Do not waste other contributors’ time. Said differently, do not stalk, solicit or pester other contributors to read your articles. Do not try to market to other contributors. This is also called ‘pimping’ one’s own articles. It’s like trying to sell school candy bars to neighbors who have kids selling the same candy. I used to get regular requests, mostly from newbies, to ‘plz read my article and giv me your feedback. i rlly want your opinion.’ No you don’t. You want me to give you page views so you can make money. I find this more annoying than door to door salespersons or phone solicitors.
Do not ask questions before reading the material. Some requests for help are genuine and others are just cloaked nagging for page views. Either way, many people ask for help before they have read the multitude of articles written about the subject. Some might say, I don’t know where to begin. The obvious place is the search bar. It’s quite possible that your question is an FAQ and a contributor somewhere has written an article to answer your question. If you can’t find your answer in an article, try the forum or AC Blog. But don’t’ just dive in firing off questions. Look through the archives to see if your question might be answered in a previous post.

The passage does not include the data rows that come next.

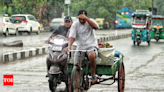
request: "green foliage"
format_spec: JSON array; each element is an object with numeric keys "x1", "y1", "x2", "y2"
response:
[{"x1": 154, "y1": 0, "x2": 164, "y2": 16}]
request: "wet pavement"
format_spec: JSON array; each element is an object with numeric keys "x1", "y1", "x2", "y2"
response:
[
  {"x1": 3, "y1": 37, "x2": 164, "y2": 92},
  {"x1": 3, "y1": 29, "x2": 131, "y2": 53}
]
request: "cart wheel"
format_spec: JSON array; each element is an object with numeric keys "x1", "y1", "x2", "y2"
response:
[
  {"x1": 147, "y1": 41, "x2": 150, "y2": 45},
  {"x1": 71, "y1": 66, "x2": 83, "y2": 92},
  {"x1": 118, "y1": 62, "x2": 125, "y2": 92}
]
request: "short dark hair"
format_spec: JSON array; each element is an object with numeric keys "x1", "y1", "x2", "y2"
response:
[{"x1": 78, "y1": 10, "x2": 87, "y2": 16}]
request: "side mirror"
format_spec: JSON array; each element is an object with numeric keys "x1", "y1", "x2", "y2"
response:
[{"x1": 9, "y1": 19, "x2": 14, "y2": 23}]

Cooperate; make friends. Just as your kindergarten teacher said, ‘if you want people to like you, you have to be nice to them.’ Take the time to write congratulatory notes to contest winners. Take a moment to welcome other new contributors. Read and comment on the work of others. Nominate others for contests. Reach out to others with a helping hand, not a grasping hand. Some contributors trade comment for comment. I don’t do this myself, but it is a fair system. Don’t come with your sales pitch in hand. In order to be favorited or subscribed to you must first favorite and subscribe to others.
Don’t expect to get most of your subscriptions and page views from fellow contributors. Most of the traffic to your articles should come from Internet searches. If you are relying on fellow contributors to boost your page views, rethink your strategy. Your fellow contributors are all busy working on their own projects. They are not responsible for inflating your page views. Clean up your articles. Make them more search friendly. Choose topics that readers are searching for. Read articles on SEO. Explore other ways to get your content on Internet search engines.
I’ve begun recently to reach out a little more in my AC community, but I do so on my terms. I don’t have time to write my own articles and keep track of hundreds of other contributors works. But although I haven’t been as social as some contributors, I never expected any fellow contributor to read my articles, favorite me or subscribe unless they chose to.
Some people come to AC for a social network or to share some pieces. Others of us write for AC content and other venues as our source of income. Either goal is great as long as we keep in mind that Golden Rule, ‘Do unto others as you would have them do unto you’. A final thought to those many newbies and oldies who understand this concept, thank you for your friendship, content and wisdom.